In other words, it’s a loosely organized rebellion by an indigenous population that does not agree with other nations’ recognition of the formal government under which they live, and who do not, themselves, constitute an internationally recognized nation or state.

It seems to me that “insurgency” has no real meaning outside the context of empire. It takes an empire to superimpose a government on people who prefer their own, more local traditions of governance.

When I hear the word “insurgent” spoken, it sounds to me like “insubordinate” or “insolent”. I imagine adolescent troublemakers who just make trouble for the sake of making trouble. They simply won’t accept the rule of authorities other than themselves. They resist change, and their idealism may be commendable but they are prone to behaviors that belie their underlying evil nature. They are also anachronistic, refusing to yield to the inevitable march of the Modern Materialistic Imperial Movement. The Emperor’s crocodile tears may flow, but insurgents simply must be crushed.

Matthew Hoh was a U.S. Marine captain who served tours in Afghanistan before leaving the Marines to work in Afghanistan as a civilian advisor to the U.S. Department of State. Last month he submitted his letter of resignation, and began campaigning in Washington, D.C. for withdrawing American troops from Afghanistan. In his letter (which is posted on www.npr.org), he gives extensive detail regarding his decision to resign. “The Pashtun insurgency”, he writes, “which is composed of multiple, seemingly infinite, local groups, is fed by what is perceived by the Pashtun people as a continued and sustained assault, going back centuries, on Pashtun land, culture, traditions and religion by internal and external enemies.”

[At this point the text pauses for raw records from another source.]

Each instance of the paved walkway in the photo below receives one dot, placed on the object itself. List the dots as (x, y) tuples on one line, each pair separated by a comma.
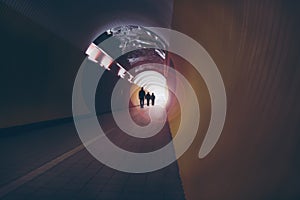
[(51, 163)]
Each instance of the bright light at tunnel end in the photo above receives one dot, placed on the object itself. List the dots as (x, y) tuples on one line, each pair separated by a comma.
[(154, 82), (132, 162)]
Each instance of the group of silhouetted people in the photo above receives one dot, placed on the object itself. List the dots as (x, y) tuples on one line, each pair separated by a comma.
[(148, 97)]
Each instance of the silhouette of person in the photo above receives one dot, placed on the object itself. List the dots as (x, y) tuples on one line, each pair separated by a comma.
[(142, 97), (152, 99), (148, 97)]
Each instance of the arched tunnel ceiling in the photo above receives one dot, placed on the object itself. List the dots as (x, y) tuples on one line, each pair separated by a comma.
[(80, 22)]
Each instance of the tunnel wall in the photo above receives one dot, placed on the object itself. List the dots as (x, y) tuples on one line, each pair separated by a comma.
[(256, 46), (42, 47)]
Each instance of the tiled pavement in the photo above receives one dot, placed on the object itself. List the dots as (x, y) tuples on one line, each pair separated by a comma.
[(81, 176)]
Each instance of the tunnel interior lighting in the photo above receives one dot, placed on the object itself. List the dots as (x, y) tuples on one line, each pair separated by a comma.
[(154, 82)]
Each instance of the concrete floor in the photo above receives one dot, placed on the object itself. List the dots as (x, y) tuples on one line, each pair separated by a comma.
[(51, 163)]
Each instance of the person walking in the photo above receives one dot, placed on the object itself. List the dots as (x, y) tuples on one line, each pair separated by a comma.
[(148, 97), (142, 97), (152, 99)]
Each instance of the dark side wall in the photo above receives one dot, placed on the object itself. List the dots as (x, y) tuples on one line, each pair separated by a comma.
[(256, 46), (37, 71)]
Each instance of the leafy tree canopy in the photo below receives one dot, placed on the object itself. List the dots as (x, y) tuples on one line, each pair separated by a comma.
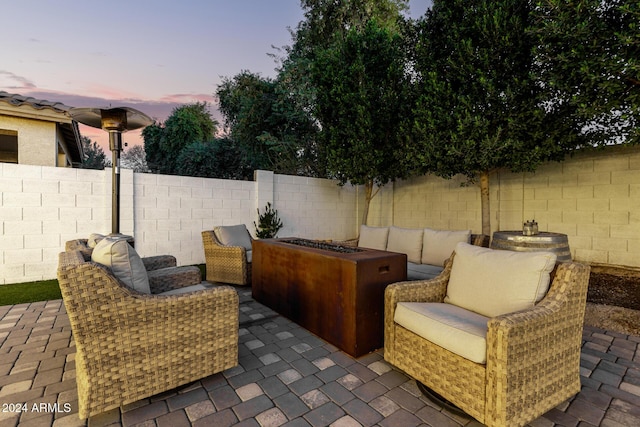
[(589, 59), (187, 124), (362, 104), (271, 132), (480, 108), (134, 158)]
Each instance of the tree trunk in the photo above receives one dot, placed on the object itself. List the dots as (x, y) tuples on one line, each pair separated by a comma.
[(485, 203), (368, 190)]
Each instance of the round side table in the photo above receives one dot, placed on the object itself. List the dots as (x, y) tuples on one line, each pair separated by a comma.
[(544, 241)]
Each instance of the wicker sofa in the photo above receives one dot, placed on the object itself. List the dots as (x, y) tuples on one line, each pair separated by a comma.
[(131, 345), (162, 271), (227, 252), (426, 249), (532, 356)]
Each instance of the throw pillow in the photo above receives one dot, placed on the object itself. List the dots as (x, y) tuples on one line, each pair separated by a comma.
[(495, 282), (93, 239), (373, 237), (406, 241), (233, 235), (438, 245), (123, 261)]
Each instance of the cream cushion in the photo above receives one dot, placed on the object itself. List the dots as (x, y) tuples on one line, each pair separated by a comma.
[(494, 282), (438, 245), (186, 289), (406, 241), (460, 331), (93, 239), (124, 262), (373, 237), (233, 235)]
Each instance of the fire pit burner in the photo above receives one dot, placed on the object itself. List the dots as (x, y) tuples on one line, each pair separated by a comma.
[(322, 245)]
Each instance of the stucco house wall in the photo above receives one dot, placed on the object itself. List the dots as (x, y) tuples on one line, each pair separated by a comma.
[(46, 134)]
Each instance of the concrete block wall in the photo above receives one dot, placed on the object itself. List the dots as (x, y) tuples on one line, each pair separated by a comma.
[(315, 208), (43, 207), (593, 197)]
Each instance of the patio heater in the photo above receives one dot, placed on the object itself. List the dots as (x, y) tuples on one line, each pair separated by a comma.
[(115, 121)]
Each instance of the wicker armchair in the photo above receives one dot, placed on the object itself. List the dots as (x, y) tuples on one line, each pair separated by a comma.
[(533, 355), (226, 264), (130, 346), (151, 263)]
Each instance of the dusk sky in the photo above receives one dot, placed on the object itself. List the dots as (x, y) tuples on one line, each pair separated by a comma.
[(152, 55)]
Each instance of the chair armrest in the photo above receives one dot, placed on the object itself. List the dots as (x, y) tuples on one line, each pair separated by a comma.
[(166, 279), (480, 240), (159, 261), (433, 290), (352, 243), (539, 348), (122, 332)]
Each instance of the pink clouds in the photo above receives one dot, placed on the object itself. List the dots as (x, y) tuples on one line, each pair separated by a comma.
[(159, 110)]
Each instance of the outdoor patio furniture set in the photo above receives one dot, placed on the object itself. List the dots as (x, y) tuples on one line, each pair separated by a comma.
[(496, 334)]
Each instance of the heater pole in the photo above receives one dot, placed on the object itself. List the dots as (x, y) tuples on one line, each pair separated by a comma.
[(115, 144)]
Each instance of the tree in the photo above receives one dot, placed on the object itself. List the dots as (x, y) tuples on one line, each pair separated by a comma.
[(271, 132), (362, 104), (589, 59), (480, 108), (187, 124), (93, 157), (220, 158), (134, 158)]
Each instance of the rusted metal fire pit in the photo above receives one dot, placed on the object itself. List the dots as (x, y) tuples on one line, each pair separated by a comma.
[(336, 292)]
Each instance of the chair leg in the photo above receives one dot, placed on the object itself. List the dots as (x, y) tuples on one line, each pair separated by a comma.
[(439, 400)]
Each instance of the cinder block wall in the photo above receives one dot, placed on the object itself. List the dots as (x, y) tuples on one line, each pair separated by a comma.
[(43, 207), (593, 197)]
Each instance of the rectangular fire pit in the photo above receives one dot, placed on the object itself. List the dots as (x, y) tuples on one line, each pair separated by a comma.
[(334, 291)]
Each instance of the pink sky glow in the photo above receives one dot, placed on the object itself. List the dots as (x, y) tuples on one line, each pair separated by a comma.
[(152, 55)]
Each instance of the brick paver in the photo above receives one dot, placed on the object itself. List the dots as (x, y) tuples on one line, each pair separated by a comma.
[(286, 377)]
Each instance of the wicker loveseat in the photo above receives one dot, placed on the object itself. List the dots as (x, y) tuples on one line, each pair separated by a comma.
[(426, 249), (227, 252), (162, 270), (532, 356), (131, 345)]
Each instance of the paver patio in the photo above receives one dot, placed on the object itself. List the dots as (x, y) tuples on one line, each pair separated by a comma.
[(286, 376)]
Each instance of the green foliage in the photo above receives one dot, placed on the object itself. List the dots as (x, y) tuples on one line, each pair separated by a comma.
[(163, 142), (268, 223), (21, 293), (217, 159), (93, 155), (268, 129), (588, 58)]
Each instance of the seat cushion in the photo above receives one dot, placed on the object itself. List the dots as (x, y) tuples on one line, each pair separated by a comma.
[(460, 331), (438, 245), (93, 239), (184, 290), (233, 235), (494, 282), (373, 237), (406, 241), (124, 262), (422, 271)]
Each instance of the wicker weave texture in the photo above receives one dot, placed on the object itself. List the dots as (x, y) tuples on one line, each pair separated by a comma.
[(533, 356), (130, 346), (225, 264)]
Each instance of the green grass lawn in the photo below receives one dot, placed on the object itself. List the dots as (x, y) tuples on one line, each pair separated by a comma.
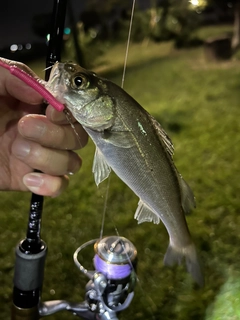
[(198, 104)]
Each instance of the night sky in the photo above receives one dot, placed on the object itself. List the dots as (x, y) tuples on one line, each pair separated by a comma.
[(16, 18)]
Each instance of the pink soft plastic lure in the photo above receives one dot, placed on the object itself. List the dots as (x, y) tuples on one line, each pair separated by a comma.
[(32, 82)]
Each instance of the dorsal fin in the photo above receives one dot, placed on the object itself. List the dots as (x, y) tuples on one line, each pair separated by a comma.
[(163, 136)]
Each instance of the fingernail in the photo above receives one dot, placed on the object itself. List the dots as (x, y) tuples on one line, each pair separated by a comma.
[(21, 149), (32, 129), (33, 181)]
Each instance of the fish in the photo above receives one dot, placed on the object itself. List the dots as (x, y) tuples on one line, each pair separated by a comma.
[(134, 145)]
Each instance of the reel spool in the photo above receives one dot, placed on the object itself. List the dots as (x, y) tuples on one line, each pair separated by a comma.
[(110, 289)]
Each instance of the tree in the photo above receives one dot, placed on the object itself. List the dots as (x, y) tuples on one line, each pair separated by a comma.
[(226, 5)]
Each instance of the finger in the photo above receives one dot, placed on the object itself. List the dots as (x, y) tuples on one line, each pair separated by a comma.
[(44, 184), (50, 161), (38, 128)]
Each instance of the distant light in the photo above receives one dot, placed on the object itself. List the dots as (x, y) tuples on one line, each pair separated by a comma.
[(194, 2), (93, 34), (13, 47), (67, 31)]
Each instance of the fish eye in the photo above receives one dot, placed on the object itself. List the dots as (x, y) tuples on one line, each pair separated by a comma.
[(78, 81)]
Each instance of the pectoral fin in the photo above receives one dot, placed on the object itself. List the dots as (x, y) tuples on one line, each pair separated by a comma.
[(145, 214), (100, 169)]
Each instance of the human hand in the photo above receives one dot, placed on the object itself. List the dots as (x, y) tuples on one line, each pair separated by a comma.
[(31, 141)]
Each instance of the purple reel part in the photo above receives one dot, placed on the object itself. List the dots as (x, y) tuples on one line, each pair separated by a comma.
[(115, 257)]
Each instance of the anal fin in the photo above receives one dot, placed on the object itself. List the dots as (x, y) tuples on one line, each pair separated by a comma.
[(100, 169), (145, 214)]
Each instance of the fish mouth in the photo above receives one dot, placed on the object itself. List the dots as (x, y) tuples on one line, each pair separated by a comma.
[(57, 83)]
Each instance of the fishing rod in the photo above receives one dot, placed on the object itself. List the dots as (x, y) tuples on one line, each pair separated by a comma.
[(110, 288), (31, 252)]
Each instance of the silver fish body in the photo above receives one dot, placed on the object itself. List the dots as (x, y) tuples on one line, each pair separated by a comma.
[(132, 143)]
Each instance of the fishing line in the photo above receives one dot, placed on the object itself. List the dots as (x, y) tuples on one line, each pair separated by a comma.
[(105, 207), (128, 42)]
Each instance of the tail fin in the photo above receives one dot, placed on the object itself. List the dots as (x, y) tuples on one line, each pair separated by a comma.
[(176, 255)]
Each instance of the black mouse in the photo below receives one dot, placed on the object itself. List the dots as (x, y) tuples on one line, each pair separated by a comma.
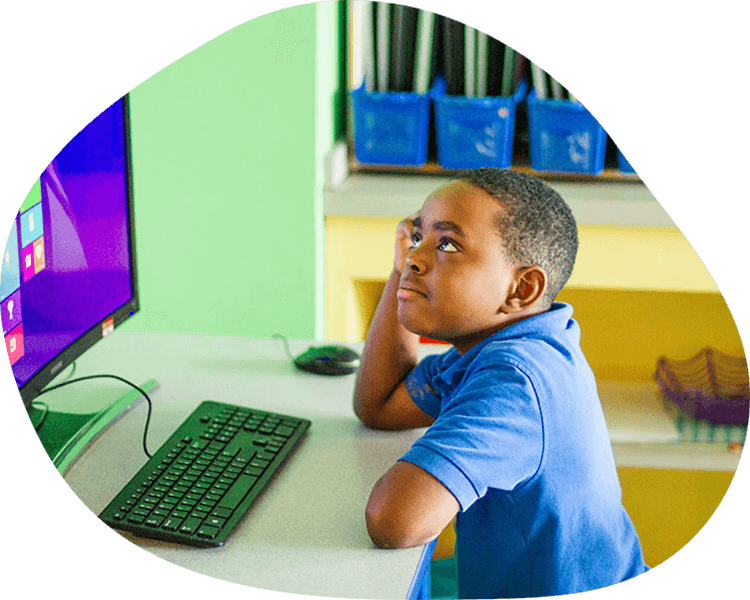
[(328, 360)]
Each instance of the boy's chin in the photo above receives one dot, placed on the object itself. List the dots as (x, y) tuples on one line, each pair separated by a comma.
[(420, 331)]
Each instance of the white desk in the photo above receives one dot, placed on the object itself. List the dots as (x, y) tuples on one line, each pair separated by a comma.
[(306, 534)]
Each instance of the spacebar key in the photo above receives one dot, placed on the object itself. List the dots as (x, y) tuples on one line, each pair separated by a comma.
[(237, 492)]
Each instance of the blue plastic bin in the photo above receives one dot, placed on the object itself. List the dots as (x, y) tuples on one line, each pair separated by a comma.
[(564, 136), (475, 132), (390, 128)]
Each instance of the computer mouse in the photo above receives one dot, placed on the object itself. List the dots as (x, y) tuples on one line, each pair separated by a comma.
[(328, 360)]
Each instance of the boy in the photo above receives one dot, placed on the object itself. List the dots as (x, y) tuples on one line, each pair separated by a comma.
[(517, 448)]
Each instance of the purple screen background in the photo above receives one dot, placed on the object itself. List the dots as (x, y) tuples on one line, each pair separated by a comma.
[(87, 272)]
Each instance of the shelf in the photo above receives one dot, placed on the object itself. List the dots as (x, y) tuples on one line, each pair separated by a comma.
[(433, 168), (398, 194)]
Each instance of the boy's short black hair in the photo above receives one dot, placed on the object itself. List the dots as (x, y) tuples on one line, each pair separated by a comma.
[(537, 228)]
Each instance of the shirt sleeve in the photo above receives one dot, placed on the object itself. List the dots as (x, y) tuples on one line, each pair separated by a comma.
[(421, 383), (487, 435)]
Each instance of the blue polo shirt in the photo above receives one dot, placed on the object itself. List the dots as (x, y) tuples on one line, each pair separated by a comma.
[(519, 439)]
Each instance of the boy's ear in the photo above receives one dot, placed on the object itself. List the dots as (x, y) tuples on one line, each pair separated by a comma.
[(530, 285)]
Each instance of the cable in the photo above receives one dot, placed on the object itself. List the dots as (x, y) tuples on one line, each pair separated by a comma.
[(286, 345), (144, 394), (38, 426), (44, 414)]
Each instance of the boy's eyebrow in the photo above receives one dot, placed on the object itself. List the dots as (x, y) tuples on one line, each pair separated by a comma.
[(442, 226)]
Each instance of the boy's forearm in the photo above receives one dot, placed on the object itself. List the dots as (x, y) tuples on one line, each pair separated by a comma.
[(390, 353)]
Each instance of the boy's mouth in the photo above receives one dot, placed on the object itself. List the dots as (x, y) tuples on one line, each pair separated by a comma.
[(408, 290)]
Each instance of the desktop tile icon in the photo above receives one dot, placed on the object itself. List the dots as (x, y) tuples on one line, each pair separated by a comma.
[(32, 224), (38, 255), (27, 262), (10, 276), (14, 344), (32, 242), (10, 309)]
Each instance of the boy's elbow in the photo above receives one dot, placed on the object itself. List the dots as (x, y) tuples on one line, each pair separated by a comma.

The Bush administration began the current phase of this “sustained assault” on the pretense of chasing Osama bin Laden and Al Qaeda, and prosecuting the former president's “war on terror”. I see it as just one more case of imperial ambitions trumping the dignity and autonomy, rights and traditions of indigenous populations. If we're at all evolving as a species, it's time we put an end to the Age of Empire.